Court Opinion

ID: 7985215
Source: CourtListenerOpinion
Date Created: 2022-09-09 01:24:46.247476+00
Date Added: 2024-06-11T16:35:10.906841
License: Public Domain

Chalmers, J.,
concurring.
In Tharington v. Smith, 8 Wall. 1, the Supreme Court of the United States held that a contract based on Confederate treasury-notes was valid. '
In Hanauer v. Woodruff, 15 Wall. 439, they held that a contract based on bonds issued by the State of Arkansas in aid of the Rebellion was invalid.
In Horn v. Lockhart, 17 Wall. 570, they held that the investment by a guardian of the funds of his ward in Confederate bonds, in pursuance of a statute of the State of Alabama, and in obedience to an order of the Probate Court of the State (a case on all fours with the one at bar), was invalid.

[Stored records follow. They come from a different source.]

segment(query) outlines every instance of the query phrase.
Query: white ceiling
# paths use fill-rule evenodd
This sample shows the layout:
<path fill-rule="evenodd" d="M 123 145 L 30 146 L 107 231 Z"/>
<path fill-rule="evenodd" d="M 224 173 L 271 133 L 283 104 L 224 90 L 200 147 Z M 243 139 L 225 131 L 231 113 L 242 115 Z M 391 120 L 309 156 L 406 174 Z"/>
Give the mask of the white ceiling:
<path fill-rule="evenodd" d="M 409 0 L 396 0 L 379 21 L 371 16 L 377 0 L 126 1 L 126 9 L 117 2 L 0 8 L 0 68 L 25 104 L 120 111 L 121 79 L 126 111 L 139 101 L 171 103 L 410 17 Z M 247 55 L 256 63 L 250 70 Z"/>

I confess myself unable to draw a distinction between the two last cases and the first one, it'not having been shown that the investment in the bonds was with the direct purpose and intention of aiding the insurrectionary government. If it was with no such purpose, but simply as an investment of funds or an exchange of property, wholly disconnected with any intention, wish, or purpose of assisting the Rebellion, the purchase of bonds seems to me to stand on the same footing as the contract for treasury-notes. But the Supreme Court of the United States think otherwise, and we are, in this class of cases, bound by their rulings.

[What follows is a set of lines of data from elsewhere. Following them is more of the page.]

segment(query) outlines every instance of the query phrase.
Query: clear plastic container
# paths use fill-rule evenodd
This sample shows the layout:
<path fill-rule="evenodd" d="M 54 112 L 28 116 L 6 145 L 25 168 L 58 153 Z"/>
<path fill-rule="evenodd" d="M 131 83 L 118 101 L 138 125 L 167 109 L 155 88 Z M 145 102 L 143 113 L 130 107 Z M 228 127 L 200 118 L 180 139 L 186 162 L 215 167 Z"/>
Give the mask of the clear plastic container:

In Hanauer v. Woodruff, supra, Mr. Justice Miller said that he could see no difference between dealing.in the bonds and the notes ; that he had given a reluctant assent, in Tharington v. Smith, to the proposition that a contract for the notes was valid; and, therefore, while he could perceive no difference between the two cases, he was glad to see the one limited and qualified by the other. I am like him in being unable to see the difference, but I am unlike him in thinking that Tharington v. Smith was wrong. I think the contract there ought to have been upheld, and so I think the transactions in the other two cases should have been also, unless it was shown that there was a direct purpose to aid the Confederate government, in the purchase of the bonds in the one case and the invest*592ment of the ward’s money in the other ; and there was no pre-tence of such showing in either case.
I assent, therefore, to the judgment of reversal in this case, solely because the Supreme Court of the United States has twice so ruled, and not because I think it right in itself, or consistent with the decision in Tharington v. Smith, supra.